From: Alex Besogonov
Subject: Re: A _good_ and valid use for TPM
Date: Thu, 19 Feb 2009 11:46:14 +0200

On Thu, Feb 19, 2009 at 12:03 AM, Isaac Dupree
<address@hidden> wrote:
>> I know. But there's no way to guard against this attack, so there's no
>> sense fretting over it for now.
> well, it's relatively straightforward for an attacker who knows what they're
> doing, so perhaps you should assume that *privacy* is at least partly
> compromised.
I think there are ways to guard against this attack. There's 'freeze
CPU cache' method and I'm also thinking about using GPU to perform
decryption - this way decryption keys won't be in the main memory.

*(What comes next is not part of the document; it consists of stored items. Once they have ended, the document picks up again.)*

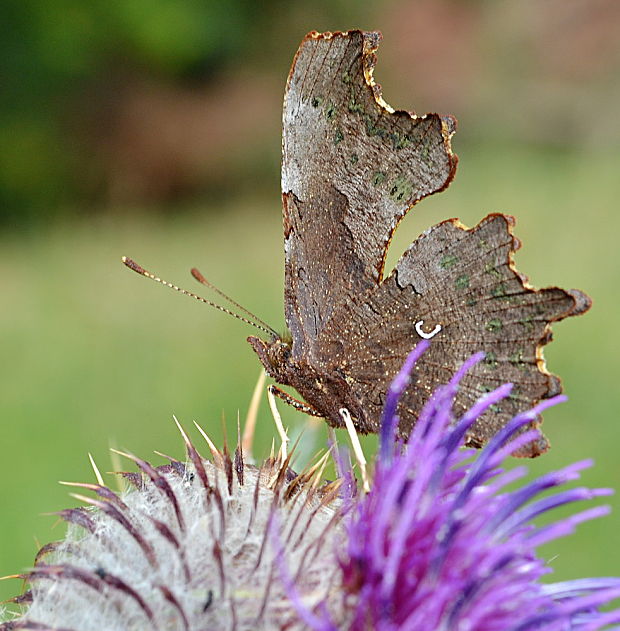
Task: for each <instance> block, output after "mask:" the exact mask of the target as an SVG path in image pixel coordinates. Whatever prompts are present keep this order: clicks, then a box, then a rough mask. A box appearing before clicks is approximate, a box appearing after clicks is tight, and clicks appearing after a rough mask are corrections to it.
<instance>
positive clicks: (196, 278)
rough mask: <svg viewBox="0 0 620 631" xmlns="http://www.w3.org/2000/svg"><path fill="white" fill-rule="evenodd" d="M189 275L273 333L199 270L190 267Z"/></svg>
mask: <svg viewBox="0 0 620 631" xmlns="http://www.w3.org/2000/svg"><path fill="white" fill-rule="evenodd" d="M191 274H192V276H193V277H194V278H195V279H196V280H197V281H198V282H199V283H202V284H203V285H204V286H205V287H208V288H209V289H212V290H213V291H214V292H216V293H217V294H219V295H220V296H222V298H224V300H228V302H230V304H231V305H234V306H235V307H237V309H240V310H241V311H243V313H245V314H247V315H249V316H250V318H253V319H254V321H255V322H258V323H259V324H262V325H263V326H264V327H266V328H268V329H269V330H270V331H272V332H273V333H275V331H274V330H273V329H272V328H271V327H270V326H269V325H268V324H267V323H266V322H265V321H264V320H261V319H260V318H259V317H258V316H256V315H254V314H253V313H252V312H251V311H248V310H247V309H246V308H245V307H242V306H241V305H240V304H239V303H238V302H237V301H236V300H233V299H232V298H231V297H230V296H227V295H226V294H225V293H224V292H223V291H222V290H221V289H218V288H217V287H216V286H215V285H214V284H213V283H212V282H211V281H208V280H207V279H206V278H205V277H204V276H203V275H202V273H201V272H200V270H198V269H197V268H195V267H192V269H191ZM276 337H278V335H277V334H276Z"/></svg>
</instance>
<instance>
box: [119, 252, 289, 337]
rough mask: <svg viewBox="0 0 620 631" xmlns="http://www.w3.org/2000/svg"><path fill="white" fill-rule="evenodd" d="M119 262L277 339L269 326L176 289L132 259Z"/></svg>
mask: <svg viewBox="0 0 620 631" xmlns="http://www.w3.org/2000/svg"><path fill="white" fill-rule="evenodd" d="M121 260H122V261H123V264H124V265H126V266H127V267H128V268H129V269H131V270H133V271H134V272H136V273H137V274H140V275H141V276H146V277H147V278H150V279H151V280H154V281H155V282H157V283H160V284H161V285H165V286H166V287H170V289H174V290H175V291H178V292H180V293H182V294H185V295H186V296H190V298H195V299H196V300H199V301H200V302H204V303H205V304H206V305H209V306H211V307H215V308H216V309H219V310H220V311H223V312H224V313H227V314H228V315H231V316H233V317H234V318H237V319H238V320H241V321H242V322H245V323H246V324H249V325H250V326H253V327H255V328H257V329H259V330H260V331H263V332H264V333H267V334H269V335H270V336H271V337H272V338H277V337H279V336H278V334H277V333H276V331H274V330H273V329H272V328H271V327H270V326H268V325H266V324H265V323H264V322H262V321H261V324H259V323H257V322H254V321H253V320H250V319H249V318H244V317H243V316H242V315H239V314H238V313H235V312H234V311H231V310H230V309H226V307H222V306H221V305H218V304H217V303H215V302H211V301H210V300H207V299H206V298H203V297H202V296H199V295H198V294H195V293H194V292H192V291H187V289H183V288H181V287H177V285H173V284H172V283H169V282H168V281H167V280H164V279H163V278H159V276H155V274H151V272H149V271H147V270H145V269H144V268H143V267H142V266H141V265H138V264H137V263H136V262H135V261H133V260H132V259H130V258H128V257H126V256H123V258H122V259H121ZM244 311H245V309H244ZM250 315H252V314H250Z"/></svg>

For now, I'm just planning to glue memory chips to the mainboard using
epoxy resin. It'll make life much harder for the attacker.

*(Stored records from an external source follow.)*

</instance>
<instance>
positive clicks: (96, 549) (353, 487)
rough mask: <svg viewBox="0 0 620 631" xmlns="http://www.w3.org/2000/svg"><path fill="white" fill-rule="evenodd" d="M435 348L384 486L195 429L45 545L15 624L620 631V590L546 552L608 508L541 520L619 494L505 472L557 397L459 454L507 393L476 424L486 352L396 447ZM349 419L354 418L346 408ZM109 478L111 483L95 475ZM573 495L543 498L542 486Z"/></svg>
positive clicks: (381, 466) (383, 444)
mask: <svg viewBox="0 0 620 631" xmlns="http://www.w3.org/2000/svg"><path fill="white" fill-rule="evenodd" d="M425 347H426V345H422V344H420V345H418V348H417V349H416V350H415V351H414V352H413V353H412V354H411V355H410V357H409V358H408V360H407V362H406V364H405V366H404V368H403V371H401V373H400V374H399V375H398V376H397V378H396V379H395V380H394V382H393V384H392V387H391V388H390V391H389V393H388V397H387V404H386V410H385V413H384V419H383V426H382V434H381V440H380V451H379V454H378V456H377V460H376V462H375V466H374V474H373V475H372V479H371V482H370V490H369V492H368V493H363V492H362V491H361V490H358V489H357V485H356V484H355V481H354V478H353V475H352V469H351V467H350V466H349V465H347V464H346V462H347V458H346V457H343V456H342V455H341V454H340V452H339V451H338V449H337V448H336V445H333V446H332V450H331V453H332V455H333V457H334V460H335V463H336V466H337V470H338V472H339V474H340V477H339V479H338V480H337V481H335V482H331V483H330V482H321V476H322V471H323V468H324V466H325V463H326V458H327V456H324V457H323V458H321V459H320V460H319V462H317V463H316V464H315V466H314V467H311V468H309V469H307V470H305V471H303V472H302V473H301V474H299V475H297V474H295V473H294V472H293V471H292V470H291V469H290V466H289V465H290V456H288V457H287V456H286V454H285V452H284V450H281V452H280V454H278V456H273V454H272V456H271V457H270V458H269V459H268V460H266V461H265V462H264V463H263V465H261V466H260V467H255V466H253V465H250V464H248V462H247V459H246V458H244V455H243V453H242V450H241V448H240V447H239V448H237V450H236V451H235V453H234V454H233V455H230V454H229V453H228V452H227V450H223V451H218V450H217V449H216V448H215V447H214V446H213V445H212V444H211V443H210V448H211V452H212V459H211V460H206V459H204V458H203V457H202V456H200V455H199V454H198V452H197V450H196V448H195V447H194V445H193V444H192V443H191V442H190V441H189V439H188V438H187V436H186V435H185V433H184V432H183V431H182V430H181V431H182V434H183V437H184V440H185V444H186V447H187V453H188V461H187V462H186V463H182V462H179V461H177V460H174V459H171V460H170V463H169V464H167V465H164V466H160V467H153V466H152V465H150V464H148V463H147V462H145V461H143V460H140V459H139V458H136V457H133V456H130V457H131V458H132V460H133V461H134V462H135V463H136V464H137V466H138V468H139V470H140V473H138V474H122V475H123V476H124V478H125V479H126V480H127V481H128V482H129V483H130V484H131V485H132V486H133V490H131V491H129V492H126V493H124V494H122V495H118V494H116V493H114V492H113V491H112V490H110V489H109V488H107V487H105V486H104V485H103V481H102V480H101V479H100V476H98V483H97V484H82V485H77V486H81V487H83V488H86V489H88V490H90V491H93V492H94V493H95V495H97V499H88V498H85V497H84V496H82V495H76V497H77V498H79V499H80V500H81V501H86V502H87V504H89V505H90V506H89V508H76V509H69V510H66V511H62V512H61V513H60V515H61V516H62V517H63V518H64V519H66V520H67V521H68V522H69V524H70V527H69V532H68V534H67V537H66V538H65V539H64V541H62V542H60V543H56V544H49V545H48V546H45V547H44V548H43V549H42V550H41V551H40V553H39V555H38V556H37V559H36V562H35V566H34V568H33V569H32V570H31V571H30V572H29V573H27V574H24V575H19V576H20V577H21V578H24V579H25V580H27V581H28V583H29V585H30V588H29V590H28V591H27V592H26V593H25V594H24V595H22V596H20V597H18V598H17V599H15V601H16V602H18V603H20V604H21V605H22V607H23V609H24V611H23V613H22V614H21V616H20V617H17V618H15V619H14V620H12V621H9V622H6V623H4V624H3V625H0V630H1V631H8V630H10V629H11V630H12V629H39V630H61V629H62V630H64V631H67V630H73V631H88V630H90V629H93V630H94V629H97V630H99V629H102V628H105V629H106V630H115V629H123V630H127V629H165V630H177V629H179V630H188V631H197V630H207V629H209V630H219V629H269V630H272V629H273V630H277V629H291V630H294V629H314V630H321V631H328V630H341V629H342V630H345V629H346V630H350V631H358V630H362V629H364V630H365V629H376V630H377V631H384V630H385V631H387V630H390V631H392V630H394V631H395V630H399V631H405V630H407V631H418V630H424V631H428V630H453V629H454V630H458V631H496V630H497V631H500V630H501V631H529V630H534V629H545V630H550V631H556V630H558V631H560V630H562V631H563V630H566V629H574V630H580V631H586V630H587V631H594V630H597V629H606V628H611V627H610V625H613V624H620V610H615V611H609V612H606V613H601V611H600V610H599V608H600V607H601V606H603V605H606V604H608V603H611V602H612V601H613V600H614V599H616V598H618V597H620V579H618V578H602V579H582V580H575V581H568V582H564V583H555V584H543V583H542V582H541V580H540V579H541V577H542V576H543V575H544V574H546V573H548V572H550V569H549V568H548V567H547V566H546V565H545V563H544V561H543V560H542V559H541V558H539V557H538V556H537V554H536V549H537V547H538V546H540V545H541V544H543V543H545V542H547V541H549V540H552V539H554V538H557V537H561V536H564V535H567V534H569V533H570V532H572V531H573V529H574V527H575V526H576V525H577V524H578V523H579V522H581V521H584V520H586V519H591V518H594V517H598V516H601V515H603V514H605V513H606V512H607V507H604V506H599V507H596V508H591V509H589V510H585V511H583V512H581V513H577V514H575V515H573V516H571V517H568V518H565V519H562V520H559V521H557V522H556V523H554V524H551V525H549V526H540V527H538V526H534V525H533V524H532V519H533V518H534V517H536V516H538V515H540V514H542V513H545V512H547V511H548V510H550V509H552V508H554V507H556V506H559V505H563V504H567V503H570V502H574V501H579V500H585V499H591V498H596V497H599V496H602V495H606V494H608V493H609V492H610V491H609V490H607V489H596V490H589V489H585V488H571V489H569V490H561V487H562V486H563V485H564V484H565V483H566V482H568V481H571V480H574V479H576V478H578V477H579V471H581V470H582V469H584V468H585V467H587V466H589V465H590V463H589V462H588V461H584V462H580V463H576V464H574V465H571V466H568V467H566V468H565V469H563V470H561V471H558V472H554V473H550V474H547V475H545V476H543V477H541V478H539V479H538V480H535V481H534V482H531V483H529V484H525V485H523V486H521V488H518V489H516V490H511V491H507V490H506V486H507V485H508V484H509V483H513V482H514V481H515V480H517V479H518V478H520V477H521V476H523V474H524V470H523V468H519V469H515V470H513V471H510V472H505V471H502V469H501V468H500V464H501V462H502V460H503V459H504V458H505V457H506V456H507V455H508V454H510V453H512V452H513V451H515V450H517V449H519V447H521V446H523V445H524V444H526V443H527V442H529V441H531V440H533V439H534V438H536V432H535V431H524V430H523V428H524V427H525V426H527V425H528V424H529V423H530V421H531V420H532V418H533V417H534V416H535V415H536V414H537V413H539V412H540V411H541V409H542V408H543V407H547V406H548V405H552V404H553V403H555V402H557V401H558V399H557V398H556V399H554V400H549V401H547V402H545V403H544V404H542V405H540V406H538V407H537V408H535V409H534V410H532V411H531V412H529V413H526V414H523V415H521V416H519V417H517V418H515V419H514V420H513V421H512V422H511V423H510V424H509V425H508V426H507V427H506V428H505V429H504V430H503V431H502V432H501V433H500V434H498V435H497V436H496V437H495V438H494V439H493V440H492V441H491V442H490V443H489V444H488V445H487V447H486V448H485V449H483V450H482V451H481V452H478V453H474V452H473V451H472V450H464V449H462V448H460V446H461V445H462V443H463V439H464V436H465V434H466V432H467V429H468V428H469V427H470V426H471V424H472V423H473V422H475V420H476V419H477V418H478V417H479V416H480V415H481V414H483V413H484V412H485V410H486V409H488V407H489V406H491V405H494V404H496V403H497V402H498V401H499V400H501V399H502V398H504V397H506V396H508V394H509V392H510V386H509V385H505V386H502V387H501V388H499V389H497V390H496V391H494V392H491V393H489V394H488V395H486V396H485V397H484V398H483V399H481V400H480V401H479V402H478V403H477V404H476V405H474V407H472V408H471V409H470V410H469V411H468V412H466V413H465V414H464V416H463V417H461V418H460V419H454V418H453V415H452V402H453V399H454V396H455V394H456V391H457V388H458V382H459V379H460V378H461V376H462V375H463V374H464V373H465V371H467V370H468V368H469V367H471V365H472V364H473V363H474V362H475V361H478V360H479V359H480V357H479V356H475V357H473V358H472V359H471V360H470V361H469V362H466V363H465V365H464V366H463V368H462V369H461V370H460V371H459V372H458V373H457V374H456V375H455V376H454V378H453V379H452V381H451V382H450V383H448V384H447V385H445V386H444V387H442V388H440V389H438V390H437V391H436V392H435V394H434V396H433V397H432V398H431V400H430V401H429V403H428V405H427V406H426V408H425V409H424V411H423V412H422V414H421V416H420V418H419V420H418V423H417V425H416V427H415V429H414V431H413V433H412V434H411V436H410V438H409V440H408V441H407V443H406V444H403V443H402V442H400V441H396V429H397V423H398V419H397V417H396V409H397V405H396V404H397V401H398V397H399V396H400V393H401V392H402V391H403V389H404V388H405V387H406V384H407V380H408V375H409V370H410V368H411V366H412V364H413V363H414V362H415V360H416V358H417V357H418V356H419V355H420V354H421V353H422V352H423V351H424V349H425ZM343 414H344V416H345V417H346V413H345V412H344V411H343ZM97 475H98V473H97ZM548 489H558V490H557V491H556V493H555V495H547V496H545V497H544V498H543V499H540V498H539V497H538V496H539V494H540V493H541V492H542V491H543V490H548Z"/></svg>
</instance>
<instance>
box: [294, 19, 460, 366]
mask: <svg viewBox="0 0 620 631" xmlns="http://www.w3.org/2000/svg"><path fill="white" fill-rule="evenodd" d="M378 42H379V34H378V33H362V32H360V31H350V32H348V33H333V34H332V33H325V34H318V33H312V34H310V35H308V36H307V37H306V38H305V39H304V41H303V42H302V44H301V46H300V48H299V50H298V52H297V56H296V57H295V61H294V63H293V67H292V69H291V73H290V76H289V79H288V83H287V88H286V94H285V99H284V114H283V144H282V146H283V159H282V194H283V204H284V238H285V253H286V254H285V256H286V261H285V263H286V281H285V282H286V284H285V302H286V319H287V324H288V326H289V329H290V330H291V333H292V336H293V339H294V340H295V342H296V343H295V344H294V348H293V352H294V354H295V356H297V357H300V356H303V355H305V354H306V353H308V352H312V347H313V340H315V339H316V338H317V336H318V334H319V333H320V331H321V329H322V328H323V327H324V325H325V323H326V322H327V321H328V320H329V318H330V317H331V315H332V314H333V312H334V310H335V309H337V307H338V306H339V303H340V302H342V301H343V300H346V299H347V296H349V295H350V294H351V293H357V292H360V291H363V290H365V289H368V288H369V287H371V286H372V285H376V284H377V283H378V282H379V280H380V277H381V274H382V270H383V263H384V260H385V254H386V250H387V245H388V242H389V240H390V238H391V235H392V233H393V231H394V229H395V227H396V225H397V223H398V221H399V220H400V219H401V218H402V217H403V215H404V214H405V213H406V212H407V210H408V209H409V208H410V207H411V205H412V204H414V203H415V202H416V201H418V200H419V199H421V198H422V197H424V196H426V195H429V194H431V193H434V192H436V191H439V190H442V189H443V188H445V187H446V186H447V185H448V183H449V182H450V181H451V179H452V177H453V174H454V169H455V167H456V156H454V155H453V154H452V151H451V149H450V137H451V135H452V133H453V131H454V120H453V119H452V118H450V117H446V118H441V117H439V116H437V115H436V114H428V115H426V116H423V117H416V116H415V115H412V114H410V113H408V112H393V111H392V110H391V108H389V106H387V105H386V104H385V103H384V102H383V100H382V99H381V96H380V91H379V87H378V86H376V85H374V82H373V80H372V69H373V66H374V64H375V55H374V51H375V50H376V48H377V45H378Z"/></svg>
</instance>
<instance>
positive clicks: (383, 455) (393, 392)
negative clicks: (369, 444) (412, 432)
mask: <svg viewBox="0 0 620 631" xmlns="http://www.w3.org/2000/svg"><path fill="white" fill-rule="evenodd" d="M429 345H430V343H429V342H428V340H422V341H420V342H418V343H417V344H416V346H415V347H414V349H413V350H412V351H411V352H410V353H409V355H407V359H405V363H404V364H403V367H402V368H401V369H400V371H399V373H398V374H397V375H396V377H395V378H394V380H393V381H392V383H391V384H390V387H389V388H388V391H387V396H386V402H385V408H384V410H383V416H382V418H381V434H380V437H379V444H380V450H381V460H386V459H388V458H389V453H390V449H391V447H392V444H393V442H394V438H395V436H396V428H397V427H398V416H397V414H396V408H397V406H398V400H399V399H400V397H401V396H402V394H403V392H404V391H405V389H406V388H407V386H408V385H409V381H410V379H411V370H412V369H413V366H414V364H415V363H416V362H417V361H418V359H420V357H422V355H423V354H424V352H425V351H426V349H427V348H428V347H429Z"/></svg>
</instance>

> but the most that attack can achieve is observing?  Can that attack make it so
> that, when the system starts running again, it will be in a compromised state?
Attackers can steal decryption keys, connect hard drives from my
computer to their computer and then copy everything.

> - they can steal all crypto identity keys and try to run a completely 
> different
> computer with different software there, if not for TPM
> - I don't know how the magic of TPM knowing everything about the state of your
> computer works, maybe they can modify what's in memory and put it back and
> confuse things?
No. TPM is a passive chip.

It might be possible to use TPM as a hardware decryptor, but it's too
slow to handle full-disk encryption.

> Also why does GRUB need to do any explicit interaction with TPM?  (I'm
> ignorant and unimportant here, but maybe it will edify people, to have this
> conversation.)
BIOS is only able to attest that the first stage of GRUB (512-byte
MBR) is not compromized. First stage then has to check the second
stage and so on. So unmodified GRUB will happily load a compromised
second stage even if the first stage is attested to be not modified.